Compared to the blatant, even in-your-face and sometimes out-sized designs of the post-modern period (many of which we now revere), our best newer buildings are muted and even rather subtle. They’re certainly not “out of scale” or sheathed in glass in a way that should depress a person.

As for “confusion of solid and void,” I am at a loss. Does the writer refer to the tops of One South Dearborn or 515 North State (the former AMA Building) or to the Apple Store near the river?

Whatever the case, I find these odiferous comparisons of earlier buildings with those of the present to be both unproductive and precious. The architects of the past designed and built edifices that used available materials in innovative and eye-catching ways. There are very good reasons architects and developers designed differently after 1950; they did not use, for the most part, stone or terra cotta other than as a reference to the past. They built larger in smaller spaces not only because they could, but because the market demanded it. Did some styles – mid-century modernism, for example – ultimately bore people to tears? Indeed. But we are fortunate that we have many new, innovative buildings to admire and talk about.

I present this argument because I think we need some discussion. I strongly believe that we have an opportunity right now to look at things with renewed vision.
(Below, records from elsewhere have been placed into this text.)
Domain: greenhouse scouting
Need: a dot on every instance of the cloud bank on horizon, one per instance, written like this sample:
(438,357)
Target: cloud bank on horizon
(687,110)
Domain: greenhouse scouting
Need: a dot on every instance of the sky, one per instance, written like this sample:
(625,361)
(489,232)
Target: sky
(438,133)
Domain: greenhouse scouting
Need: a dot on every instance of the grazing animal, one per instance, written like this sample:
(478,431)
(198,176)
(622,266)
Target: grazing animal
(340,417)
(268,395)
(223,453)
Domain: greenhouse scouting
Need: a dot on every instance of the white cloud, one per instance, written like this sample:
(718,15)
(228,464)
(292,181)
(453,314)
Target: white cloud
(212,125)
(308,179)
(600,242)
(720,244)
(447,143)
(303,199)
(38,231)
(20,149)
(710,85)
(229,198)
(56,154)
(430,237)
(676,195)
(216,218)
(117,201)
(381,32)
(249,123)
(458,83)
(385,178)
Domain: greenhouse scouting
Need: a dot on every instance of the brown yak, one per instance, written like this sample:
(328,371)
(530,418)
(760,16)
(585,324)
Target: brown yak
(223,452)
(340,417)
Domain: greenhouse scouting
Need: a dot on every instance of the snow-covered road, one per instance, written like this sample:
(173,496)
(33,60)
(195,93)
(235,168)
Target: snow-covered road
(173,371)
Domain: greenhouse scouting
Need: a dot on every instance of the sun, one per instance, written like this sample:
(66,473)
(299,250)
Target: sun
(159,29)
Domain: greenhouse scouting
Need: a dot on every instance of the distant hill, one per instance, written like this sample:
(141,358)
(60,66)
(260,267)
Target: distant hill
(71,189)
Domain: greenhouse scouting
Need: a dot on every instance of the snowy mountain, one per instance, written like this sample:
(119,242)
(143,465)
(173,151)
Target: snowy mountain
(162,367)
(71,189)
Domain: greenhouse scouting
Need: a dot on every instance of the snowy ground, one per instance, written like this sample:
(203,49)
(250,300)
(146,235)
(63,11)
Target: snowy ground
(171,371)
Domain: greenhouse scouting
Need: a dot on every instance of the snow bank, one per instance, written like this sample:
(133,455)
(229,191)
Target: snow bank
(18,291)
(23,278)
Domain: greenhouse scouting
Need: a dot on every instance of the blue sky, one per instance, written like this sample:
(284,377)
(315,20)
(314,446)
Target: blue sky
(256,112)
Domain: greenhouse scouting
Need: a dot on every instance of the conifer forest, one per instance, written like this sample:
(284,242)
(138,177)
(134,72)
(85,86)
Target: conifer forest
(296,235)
CAC is in a new location that provides an opportunity to look at things we haven’t much looked at before, to journey on paths we haven’t much trodden before, to greatly broaden our appreciation of the buildings, public art, walkways, and thoroughfares that were mostly in our peripheral vision.

Come on over here. Let’s talk!

This Post Has One Comment

  1. Edmund

    I know you’re about to ask: “What is Lincoln Tower?” it is an earlier name for Mather Tower, next to the London House. There. Now you know.